Spike made a right turn on to a Forest Service road and parked at the trailhead. “It’s up there,” Spike said. “Just follow the path, and you’ll find it. I’ll be here when you get back; I’m gonna take a little nap.”
Bruce and Rob and I read the warnings – “you go down before you go up up up, and the altitude is higher than you think, so be careful” and “drink lots of water” – and set out. We followed a 1.5-mile-long gravel road down, then up. Rob is from Fort Collins, Colorado, so had an advantage on the two flatlanders as we gasped our way along at 9,600 feet above sea level. That wasn’t entirely the altitude’s fault; the scenery as we followed the spine of this mountain, peering down into the conifer-blanketed valleys between peaks, a streak of dead trees marking a not-long-ago tornado, and the wide river valley below would have stolen my breath at sea level.
Eventually we climbed up the peak and saw a short trail veering left. There, on a slight slope, surrounded by posts and thick rope, was the Medicine Wheel.
The facts about the Medicine Wheel, I can verify. Made of white limestone rocks a little bigger than a football, the not-quite symmetrical wheel is about 80 feet across, with 28 spokes reaching from a cairn at the center. Seven smaller cairns lie around the circumference. Attached to the ropes encircling the wheel, protecting it from intruders, were a variety of offerings: ribbons, small bundles, a few coins, a bundle of tobacco. The plants inside the circle thrived in the late summer sunshine. A small gate allowed entry to the few who had a right to be in the sacred space.
The legends about the Medicine Wheel, I can only report.
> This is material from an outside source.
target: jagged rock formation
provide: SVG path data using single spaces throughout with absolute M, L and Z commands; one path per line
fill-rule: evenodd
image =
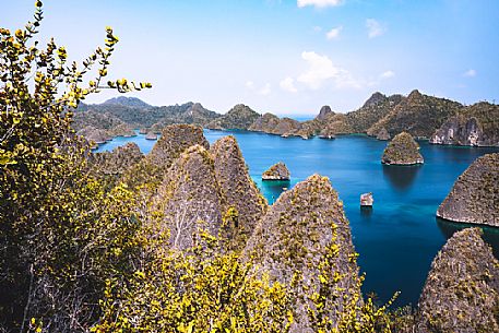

Legends suggest the wheel is more than 10,000 years old. The Crow Indians say the wheel was there when they arrived in the area. No tribe claims to have created it, but it was well-used; local trails show significant signs of travel. It is still sacred ground, still the site of religious practices. Like many other ancient sites, it aligns with astronomical events like solstices and celestial appearances.
The feeling of being at the Medicine Wheel, I can share with the hopes of giving it the respect it deserves. To be at a site that is holy to so many, that has been holy for so long, that has been instrumental in the lives of countless people whose names and stories we’ll never know – it is a humbling feeling. In the minutes I circled the wheel, my imagination created images that almost surely are incorrect but whose emotion, whose sentiment are absolutely authentic. I imagined the sounds of the worshippers, the scents of smoke and leather and sweat and food, the shaking of the ground during ceremonies, the fires leaping into dark skies, the cold of a winter observation. For a few minutes, I stepped out of my own faith story into another, an indescribable gift.
Eventually my mind returned to a breezy day in August 2019 and knew it was time to depart. Bruce and Rob and I hiked back to the truck, and Spike awoke and drove us back via the scenic route. We fished that perfect evening and the next perfect day, in the waters of the Tongue River, sacred to the local fishermen. A few days later, I was back home in St. Louis, back in my own sacred space on Sunday morning.
When Bruce and I wrote America’s Holy Ground and America’s Sacred Sites, we knew our assignment addressed a finite set of locations to choose from: first, National Parks, then National Park Service units. We have written about more than 100 of those locations now, yet the list of places to visit and to write about never gets shorter. But we knew that list was nowhere near complete.
It doesn’t matter what department logo is on the front gate or the informational brochure – there are so many more holy grounds and sacred sites to be shared.